O secretário de Estado do Desporto e da Juventude foi entrevistado pelo jornalista Fernando Alves na manhã da TSF para explicar as alterações à lei do combate à violência no desporto.

As alterações à lei do combate à violência no desporto vão estar em discussão no parlamento que vai votar estas mudanças na generalidade. João Paulo Rebelo, secretário de Estado do Desporto e da Juventude foi entrevistado pelo jornalista Fernando Alves na manhã da TSF e explicou que o objetivo destas alterações é pôr em prática o que já estava previsto na lei.

"Há muito tempo que a lei prevê sanções acessórias que são, por exemplo, a interdição de acesso a recinto desportivo ou mesmo a obrigatoriedade de presença nos dias e nas horas dos jogos. Ora, a verdade é que não tem uma aplicabilidade muito comum no nosso país. Por não serem aplicadas pelo poder judicial, porque as sanções normalmente aplicadas já são sanções muito pesadas do ponto de vista pecuniário. Portanto, para além da multa podia ser aplicada esta sanção obrigatória, mas nós não tínhamos um registo de grande aplicabilidade e, por isso, agora introduzimos a obrigatoriedade de, para os crimes mais graves, ser aplicada."

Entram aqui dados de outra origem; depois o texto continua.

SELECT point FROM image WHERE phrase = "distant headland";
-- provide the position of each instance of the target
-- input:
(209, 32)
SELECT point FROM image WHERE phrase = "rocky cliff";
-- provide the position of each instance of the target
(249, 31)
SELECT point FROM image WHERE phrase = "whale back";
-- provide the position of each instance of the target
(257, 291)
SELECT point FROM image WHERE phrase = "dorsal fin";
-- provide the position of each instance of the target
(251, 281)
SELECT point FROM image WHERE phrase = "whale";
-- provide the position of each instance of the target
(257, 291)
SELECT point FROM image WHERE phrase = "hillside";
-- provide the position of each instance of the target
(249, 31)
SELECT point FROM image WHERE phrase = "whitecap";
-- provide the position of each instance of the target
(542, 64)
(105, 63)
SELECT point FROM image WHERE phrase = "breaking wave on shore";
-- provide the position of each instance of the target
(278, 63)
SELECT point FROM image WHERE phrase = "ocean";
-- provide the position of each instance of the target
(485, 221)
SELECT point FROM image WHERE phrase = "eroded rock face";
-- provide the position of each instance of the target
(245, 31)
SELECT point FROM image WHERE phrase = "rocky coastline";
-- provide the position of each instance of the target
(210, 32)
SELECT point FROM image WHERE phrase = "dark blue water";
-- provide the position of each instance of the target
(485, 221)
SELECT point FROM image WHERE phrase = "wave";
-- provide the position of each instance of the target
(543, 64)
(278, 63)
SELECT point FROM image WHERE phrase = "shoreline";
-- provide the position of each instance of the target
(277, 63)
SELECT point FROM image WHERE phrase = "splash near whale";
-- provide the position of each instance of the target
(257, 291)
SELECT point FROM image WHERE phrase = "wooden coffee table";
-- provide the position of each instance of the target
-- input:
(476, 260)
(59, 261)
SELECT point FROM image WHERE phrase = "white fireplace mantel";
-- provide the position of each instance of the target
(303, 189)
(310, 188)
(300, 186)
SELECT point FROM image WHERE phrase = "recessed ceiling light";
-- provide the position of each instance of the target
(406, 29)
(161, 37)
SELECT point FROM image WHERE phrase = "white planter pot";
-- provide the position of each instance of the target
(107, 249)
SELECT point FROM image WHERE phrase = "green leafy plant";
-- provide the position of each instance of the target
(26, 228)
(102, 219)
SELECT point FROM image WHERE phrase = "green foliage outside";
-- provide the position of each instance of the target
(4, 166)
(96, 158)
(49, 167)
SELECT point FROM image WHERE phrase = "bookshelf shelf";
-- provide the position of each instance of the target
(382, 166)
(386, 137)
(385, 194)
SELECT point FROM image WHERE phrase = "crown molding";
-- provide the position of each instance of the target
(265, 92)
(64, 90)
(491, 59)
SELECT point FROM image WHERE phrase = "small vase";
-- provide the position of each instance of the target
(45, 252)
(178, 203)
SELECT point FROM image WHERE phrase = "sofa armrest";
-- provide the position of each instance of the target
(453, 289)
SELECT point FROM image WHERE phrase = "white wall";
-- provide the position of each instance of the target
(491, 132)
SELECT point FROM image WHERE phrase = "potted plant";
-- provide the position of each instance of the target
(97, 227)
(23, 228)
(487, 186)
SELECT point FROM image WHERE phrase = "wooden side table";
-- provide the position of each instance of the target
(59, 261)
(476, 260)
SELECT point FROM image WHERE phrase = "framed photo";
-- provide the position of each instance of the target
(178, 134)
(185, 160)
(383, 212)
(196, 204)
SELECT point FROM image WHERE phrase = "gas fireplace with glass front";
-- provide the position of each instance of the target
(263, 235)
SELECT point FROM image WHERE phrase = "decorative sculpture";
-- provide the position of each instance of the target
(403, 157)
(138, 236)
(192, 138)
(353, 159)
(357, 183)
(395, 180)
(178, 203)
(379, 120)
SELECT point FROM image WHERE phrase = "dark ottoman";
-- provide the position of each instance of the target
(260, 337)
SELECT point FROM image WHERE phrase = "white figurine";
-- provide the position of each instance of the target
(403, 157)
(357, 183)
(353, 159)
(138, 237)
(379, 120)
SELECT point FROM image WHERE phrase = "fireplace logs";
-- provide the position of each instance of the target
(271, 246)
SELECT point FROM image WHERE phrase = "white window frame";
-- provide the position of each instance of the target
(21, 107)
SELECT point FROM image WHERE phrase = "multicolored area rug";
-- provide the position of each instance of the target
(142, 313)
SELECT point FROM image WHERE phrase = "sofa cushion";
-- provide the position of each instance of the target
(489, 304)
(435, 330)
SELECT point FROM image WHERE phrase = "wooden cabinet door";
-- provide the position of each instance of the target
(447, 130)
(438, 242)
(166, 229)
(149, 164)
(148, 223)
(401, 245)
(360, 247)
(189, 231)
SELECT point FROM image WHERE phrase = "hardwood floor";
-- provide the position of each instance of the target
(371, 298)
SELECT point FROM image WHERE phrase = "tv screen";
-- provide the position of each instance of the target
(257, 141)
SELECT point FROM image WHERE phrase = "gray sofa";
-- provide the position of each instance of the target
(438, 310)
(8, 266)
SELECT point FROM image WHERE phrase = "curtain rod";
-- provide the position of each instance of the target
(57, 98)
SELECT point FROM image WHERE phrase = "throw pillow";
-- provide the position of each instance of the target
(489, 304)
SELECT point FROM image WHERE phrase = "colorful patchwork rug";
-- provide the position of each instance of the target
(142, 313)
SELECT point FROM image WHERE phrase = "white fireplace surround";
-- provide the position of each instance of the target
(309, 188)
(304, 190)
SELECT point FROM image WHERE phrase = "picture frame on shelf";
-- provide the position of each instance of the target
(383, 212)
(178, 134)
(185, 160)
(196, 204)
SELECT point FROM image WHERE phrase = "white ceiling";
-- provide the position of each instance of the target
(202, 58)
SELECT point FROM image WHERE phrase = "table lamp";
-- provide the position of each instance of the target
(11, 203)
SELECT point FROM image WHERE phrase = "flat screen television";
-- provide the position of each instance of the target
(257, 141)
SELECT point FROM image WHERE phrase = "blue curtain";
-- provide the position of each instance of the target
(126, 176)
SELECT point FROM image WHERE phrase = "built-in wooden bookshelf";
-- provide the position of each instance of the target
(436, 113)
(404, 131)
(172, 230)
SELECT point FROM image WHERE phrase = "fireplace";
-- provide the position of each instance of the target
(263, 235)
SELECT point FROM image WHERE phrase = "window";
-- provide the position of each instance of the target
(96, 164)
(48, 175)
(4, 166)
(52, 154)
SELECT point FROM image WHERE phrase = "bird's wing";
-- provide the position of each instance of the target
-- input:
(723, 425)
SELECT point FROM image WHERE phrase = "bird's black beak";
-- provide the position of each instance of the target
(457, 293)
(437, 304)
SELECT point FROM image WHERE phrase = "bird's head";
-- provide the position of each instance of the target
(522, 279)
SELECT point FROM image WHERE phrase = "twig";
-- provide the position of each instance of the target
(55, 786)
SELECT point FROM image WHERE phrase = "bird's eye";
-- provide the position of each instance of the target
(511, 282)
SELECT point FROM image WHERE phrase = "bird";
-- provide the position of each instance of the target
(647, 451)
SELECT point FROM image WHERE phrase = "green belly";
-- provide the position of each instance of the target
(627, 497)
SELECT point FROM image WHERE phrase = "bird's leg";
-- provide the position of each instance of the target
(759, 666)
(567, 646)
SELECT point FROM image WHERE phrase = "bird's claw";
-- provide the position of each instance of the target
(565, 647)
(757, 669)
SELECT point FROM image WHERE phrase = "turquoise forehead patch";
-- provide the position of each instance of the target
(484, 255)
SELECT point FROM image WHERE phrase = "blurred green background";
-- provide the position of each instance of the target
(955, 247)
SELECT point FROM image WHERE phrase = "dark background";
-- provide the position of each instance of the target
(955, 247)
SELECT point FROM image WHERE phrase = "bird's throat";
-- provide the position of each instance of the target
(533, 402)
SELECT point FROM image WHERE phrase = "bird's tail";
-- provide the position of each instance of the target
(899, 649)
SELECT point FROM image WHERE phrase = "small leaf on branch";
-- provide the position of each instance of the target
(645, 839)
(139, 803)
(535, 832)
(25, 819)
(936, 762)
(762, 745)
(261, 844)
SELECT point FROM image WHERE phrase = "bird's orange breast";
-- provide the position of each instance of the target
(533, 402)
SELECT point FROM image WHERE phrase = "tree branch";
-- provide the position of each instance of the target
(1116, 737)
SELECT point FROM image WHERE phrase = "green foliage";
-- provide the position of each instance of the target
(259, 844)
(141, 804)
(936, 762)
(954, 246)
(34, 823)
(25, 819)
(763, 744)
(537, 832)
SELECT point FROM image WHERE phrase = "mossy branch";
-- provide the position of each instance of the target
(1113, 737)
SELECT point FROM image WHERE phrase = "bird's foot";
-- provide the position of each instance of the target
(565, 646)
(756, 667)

João Paulo Rebelo adiantou que, a partir de agora, o processo passa a ser mais transparente, sendo que qualquer pessoa pode saber, através de informação disponibilizada na web, quem está condenado e por que crimes.

"Achamos muito importante que doravante todas as condenações, todos os resultados dos processos, sejam absolutamente conhecidos. Muitas vezes, a vox populi diz que há quem prevarique e que não seja condenado, mas não é exatamente verdade. O que não há é o conhecimento dessas sanções que são aplicadas, porque não há a obrigatoriedade de o fazer."

Este novo regime para o combate à violência no desporto prevê ainda prazos mais curtos para que as decisões sejam mais rápidas.

"As forças de segurança têm um limite máximo de cinco dias para enviar o auto. Como é que tudo isto se processa? Tem que ser levantado um auto, ou seja, as forças de segurança que estão presentes a garantir a segurança no recinto desportivo têm que fazer uma informação, um auto de notícia, que têm que enviar à entidade competente que até agora era o IPDJ e que passa a ser a Autoridade para a Prevenção e Combate à Violência. Depois, a Autoridade tem um prazo máximo de 180 dias para a instrução do processo."

As novas regras incluem também a possibilidade de processos sumaríssimos, uma "forma expedita e célere" de tratar o assunto para que "quando quem comete o crime é confrontado com os factos possa de imediato, sem que haja uma instrução de processo com testemunhas e inquirições, aceitar que prevaricou, que cometeu aqueles atos e de imediato resolver e fechar o processo."